Two independent groups recently announced positive results from studies that use gene silencing technology to kill breast and colon cancer stem cells. These two stories are a great example of how pre-clinical biology from academia can translate into clinical research in industry.

On the Academic Side

A group from Lausanne University Hospital in Switzerland reported in PloS One that silencing the expression of a gene called BORIS prevented the growth of breast and colon CSCs.

BORIS inhibits the function of an important tumor suppressor gene called CTCF. A tumor suppressor gene acts as a stop sign and prevents normal cells from turning into cancer cells. When tumor suppressors can’t do their normal job due to rogue jay-walkers like BORIS, normal cells lose an important line of defense and can turn into cancer cells. Typically, BORIS is only expressed in germ cells during development and not in adult cells in the body. However, scientists have found that BORIS is reactivated in some cancer cells, typically in CSCs.

The PLoS study confirmed that BORIS was reactivated in both breast and colon CSCs. One hallmark of CSCs is their ability to survive in 3D culture systems by forming sphere-like structures. They then asked whether silencing BORIS expression in breast and colon CSCs would prevent the formation of spheres in culture. They found that without BORIS, CSCs could no longer form spheres and survive in suspension. They went on to show that when BORIS is silenced, expression of stem cell and CSC genes was reduced in both the breast and colon CSCs. The authors concluded that BORIS is an important gene for CSC survival and “could be a potential new CSC biomarker that could be used as a therapeutic target for cancer therapy.”
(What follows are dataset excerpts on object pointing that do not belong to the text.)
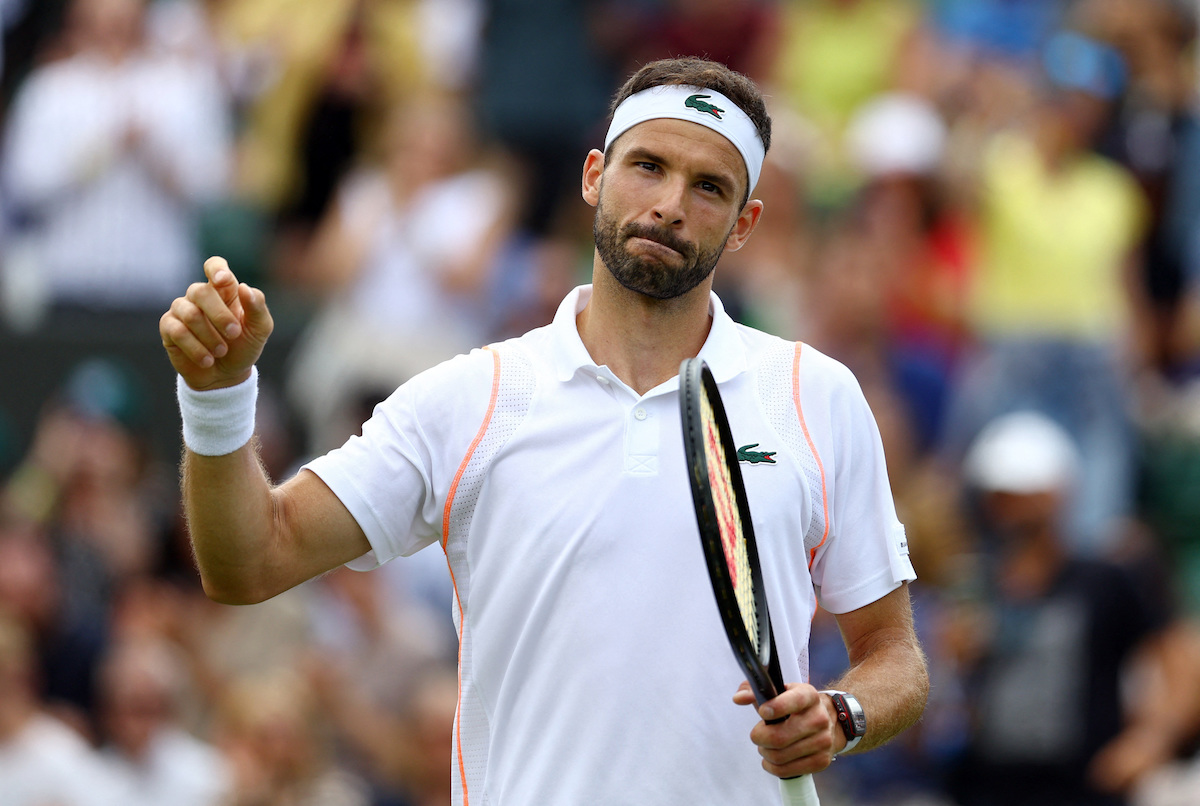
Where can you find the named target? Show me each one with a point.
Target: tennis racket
(726, 534)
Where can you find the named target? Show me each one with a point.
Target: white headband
(699, 106)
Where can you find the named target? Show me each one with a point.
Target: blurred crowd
(988, 209)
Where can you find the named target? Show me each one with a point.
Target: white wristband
(217, 421)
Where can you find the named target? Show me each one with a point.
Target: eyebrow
(641, 154)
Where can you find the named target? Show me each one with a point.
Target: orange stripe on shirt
(808, 437)
(445, 540)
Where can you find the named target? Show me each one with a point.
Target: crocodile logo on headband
(699, 103)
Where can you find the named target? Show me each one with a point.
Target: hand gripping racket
(726, 533)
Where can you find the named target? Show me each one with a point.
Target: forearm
(891, 680)
(232, 521)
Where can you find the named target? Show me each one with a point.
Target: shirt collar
(723, 349)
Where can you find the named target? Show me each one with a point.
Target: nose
(670, 209)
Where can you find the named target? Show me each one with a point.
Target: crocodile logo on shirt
(699, 103)
(755, 457)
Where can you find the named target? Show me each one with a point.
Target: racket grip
(799, 792)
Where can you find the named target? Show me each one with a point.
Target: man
(550, 468)
(1060, 642)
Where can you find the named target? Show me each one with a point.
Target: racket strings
(730, 521)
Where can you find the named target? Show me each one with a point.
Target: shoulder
(796, 361)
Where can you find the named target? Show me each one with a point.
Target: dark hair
(709, 76)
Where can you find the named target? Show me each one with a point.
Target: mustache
(658, 235)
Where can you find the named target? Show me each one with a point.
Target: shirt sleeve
(394, 477)
(865, 553)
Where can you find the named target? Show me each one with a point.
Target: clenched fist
(216, 331)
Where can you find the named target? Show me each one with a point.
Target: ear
(593, 169)
(744, 226)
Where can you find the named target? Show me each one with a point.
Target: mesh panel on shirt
(778, 384)
(513, 390)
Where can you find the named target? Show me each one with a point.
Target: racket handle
(799, 792)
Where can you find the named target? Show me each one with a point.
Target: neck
(642, 340)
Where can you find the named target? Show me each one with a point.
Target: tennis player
(550, 469)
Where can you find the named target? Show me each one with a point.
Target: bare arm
(251, 540)
(887, 674)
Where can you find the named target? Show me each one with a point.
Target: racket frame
(761, 666)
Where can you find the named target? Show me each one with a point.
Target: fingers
(192, 332)
(217, 328)
(256, 317)
(222, 287)
(803, 741)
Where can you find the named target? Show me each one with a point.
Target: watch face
(850, 714)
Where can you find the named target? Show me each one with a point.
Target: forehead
(689, 144)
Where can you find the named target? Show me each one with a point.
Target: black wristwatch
(850, 716)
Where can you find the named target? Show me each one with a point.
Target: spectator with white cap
(1060, 635)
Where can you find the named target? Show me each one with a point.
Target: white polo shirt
(593, 665)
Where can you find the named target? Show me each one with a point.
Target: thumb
(744, 696)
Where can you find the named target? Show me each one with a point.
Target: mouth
(653, 246)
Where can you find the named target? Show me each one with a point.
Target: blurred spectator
(273, 733)
(1056, 641)
(324, 77)
(42, 761)
(922, 250)
(834, 55)
(739, 34)
(88, 481)
(1050, 296)
(111, 152)
(66, 643)
(402, 264)
(1156, 133)
(381, 669)
(544, 97)
(151, 759)
(1011, 30)
(766, 282)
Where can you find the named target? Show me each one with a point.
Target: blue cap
(1074, 61)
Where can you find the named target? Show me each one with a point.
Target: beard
(648, 276)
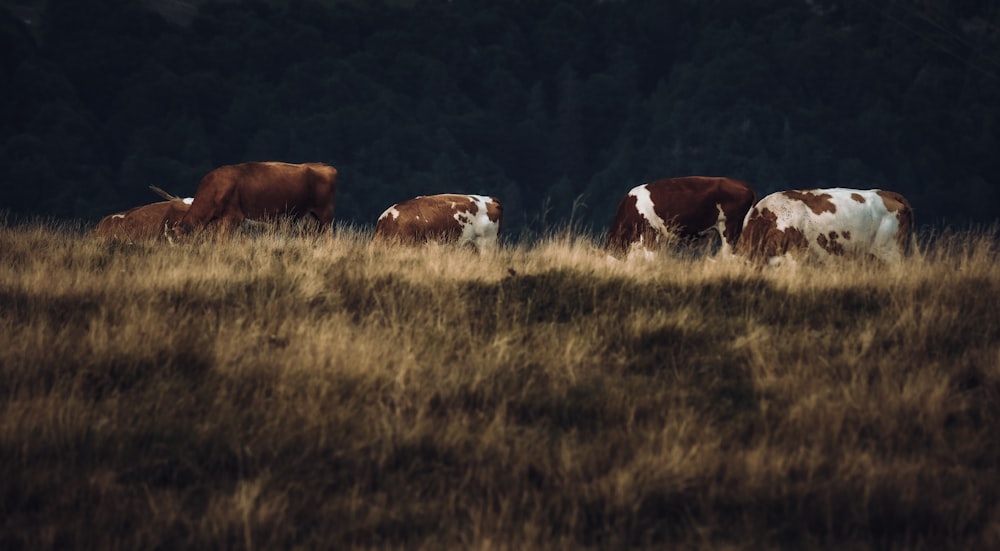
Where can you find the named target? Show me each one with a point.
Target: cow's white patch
(644, 205)
(854, 228)
(391, 211)
(477, 228)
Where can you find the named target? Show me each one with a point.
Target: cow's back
(685, 207)
(259, 190)
(444, 217)
(142, 223)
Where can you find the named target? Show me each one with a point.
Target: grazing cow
(822, 223)
(142, 223)
(230, 194)
(684, 208)
(471, 219)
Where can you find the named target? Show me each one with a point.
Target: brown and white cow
(230, 194)
(143, 223)
(458, 218)
(823, 223)
(686, 208)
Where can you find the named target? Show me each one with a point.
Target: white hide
(478, 228)
(871, 227)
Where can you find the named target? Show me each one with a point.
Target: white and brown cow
(686, 208)
(823, 223)
(231, 194)
(473, 219)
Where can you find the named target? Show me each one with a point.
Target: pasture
(285, 391)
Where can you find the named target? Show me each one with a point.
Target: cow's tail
(163, 193)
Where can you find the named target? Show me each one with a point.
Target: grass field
(322, 392)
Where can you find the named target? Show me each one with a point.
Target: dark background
(556, 108)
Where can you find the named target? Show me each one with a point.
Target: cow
(143, 223)
(472, 219)
(231, 194)
(680, 208)
(826, 223)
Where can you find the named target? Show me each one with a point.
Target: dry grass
(282, 391)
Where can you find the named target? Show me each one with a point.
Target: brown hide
(432, 218)
(688, 204)
(230, 194)
(141, 223)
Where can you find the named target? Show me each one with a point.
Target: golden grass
(284, 391)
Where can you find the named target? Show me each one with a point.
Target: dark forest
(556, 108)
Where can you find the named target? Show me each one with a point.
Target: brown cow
(471, 219)
(685, 207)
(142, 223)
(825, 223)
(231, 194)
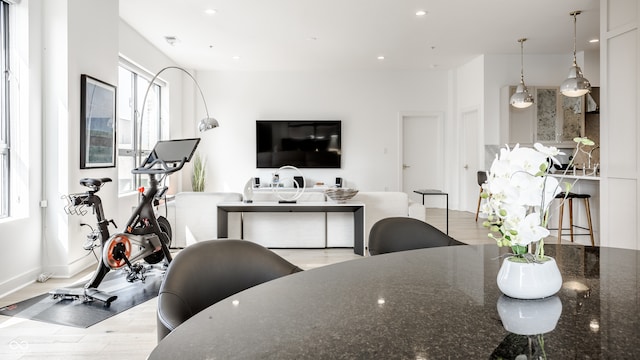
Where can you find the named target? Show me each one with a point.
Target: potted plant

BORIS is expressed in breast cancer stem cells (red) but not in breast cancer cells (blue).

BORIS is expressed in breast cancer stem cells (red) but not in breast cancer cells (blue). (Alberti et al. 2015)

On the Industry Side

Regen BioPharma reported on Monday that it successfully used gene silencing technology to kill colon CSCs by silencing BORIS expression. Their positive results have prompted the company to improve and advance its gene-silencing techniques so that it can file an IND (investigational new drug) application for the BORIS gene silencing technology. An IND with the Food and Drug Administration is the final step to beginning a clinical trial in humans.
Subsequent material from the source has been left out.